TV Distance between Limiting Distribution and One Step Transition Probability Distribution of Markov Chains

38 Views Asked by At

Edit 05/01/2023: This question may seem obtrusive at first glance, but it is warranted by some reinforcement learning algorithms, such as TD algorithm. In fact, consider building the Bellman Equation on MDP: $$ Q\left( s,a \right) =r\left( s,a \right) +\mathbb{E} \left[ Q\left( S\prime,A\prime \right) |S\prime\sim \mathbb{P} \left( \cdot |s,a \right) ,A\prime\sim \pi \left( \cdot |S\prime \right) \right], $$ then it implies the Q-learning algorithm: $$ Q\left( s,a \right) \gets Q\left( s,a \right) +\alpha \left( r\left( s,a \right) +\mathbb{E} \left[ Q\left( S\prime,A\prime \right) |S\prime\sim \mathbb{P} \left( \cdot |s,a \right) ,A\prime\sim \pi \left( \cdot |S\prime \right) \right] -Q\left( s,a \right) \right). $$ According to "A Theoretical Analysis of Deep Q-Learning"(JianQing Fan et al.), Assumption 5.3 essentially states the properties described below.
I wonder if Assumption 5.3 in that paper is suitable. I simplified the form of the problem to give the following problem.

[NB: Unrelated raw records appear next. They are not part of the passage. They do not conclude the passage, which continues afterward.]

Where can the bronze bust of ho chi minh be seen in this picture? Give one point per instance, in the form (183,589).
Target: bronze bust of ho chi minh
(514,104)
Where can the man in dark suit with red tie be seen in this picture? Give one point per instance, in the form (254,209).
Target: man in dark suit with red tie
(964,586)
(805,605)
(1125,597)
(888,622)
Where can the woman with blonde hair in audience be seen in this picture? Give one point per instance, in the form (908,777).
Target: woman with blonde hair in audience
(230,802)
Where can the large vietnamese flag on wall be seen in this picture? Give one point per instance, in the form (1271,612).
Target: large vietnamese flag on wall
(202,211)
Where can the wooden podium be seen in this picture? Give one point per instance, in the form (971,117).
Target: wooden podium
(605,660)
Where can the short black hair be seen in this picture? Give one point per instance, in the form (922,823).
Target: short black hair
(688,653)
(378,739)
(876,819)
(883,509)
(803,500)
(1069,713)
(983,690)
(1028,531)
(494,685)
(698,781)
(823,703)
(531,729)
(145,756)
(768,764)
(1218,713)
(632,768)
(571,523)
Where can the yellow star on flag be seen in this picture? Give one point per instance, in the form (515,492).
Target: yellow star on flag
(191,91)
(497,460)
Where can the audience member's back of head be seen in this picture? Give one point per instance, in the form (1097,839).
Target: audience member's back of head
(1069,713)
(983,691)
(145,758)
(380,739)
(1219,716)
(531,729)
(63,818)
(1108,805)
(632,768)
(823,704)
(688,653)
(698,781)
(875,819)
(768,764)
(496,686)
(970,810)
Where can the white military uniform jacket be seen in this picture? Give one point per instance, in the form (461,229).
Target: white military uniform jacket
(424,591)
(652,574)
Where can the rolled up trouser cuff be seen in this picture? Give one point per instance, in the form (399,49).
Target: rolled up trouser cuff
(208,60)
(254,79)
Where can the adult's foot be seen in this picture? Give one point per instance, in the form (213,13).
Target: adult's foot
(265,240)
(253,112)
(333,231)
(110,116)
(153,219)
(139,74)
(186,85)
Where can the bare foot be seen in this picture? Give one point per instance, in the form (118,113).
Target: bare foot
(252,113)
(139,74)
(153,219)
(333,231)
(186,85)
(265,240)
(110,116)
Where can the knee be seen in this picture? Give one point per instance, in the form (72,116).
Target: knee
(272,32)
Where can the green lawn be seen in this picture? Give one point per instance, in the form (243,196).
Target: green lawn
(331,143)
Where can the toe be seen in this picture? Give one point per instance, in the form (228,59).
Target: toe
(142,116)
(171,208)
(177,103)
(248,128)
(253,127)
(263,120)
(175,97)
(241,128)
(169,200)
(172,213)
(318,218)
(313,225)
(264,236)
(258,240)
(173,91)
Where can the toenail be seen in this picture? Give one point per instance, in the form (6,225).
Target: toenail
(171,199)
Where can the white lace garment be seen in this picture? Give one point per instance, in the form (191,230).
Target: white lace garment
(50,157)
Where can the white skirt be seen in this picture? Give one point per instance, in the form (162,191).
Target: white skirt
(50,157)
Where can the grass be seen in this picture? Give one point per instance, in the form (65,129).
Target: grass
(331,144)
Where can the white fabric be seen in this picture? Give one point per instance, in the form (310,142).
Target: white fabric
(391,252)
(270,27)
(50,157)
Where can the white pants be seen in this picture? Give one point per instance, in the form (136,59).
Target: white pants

Consider the distribution distance problem on a well defined Markov chains. Let the infinite Markov Chain is ergodic, so it is irreducible and all states $\{s_0, s_1, \cdots, s_T, \cdots\}$ are positive recurrent. Let $s_0 \sim \mu$ where $\mu$ is any stationary distribution on $\mathcal{S}$. I am interested in the following two distributions:
(1) One Step Transition Probability Distribution: $ \mathbb{E} \left[ \mathbb{P} \left( s_1\in \cdot |s_0 \right) |s_0\sim \mu \right] $
(2) Limiting Distribution: $ \lim_{t\rightarrow \infty} \mathbb{P} \left( s_t\in \cdot |s_0 \right) $
We already know that the Limiting Distribution exists and is a unique stationary distribution. So how do I handle the boundary of total variation distance $ D_{\mathrm{TV}}\left( \mathbb{E} \left[ \mathbb{P} \left( s_1\in \cdot |s_0 \right) |s_0\sim \mu \right] , \lim_{t\rightarrow \infty} \mathbb{P} \left( s_t\in \cdot |s_0 \right) \right) $?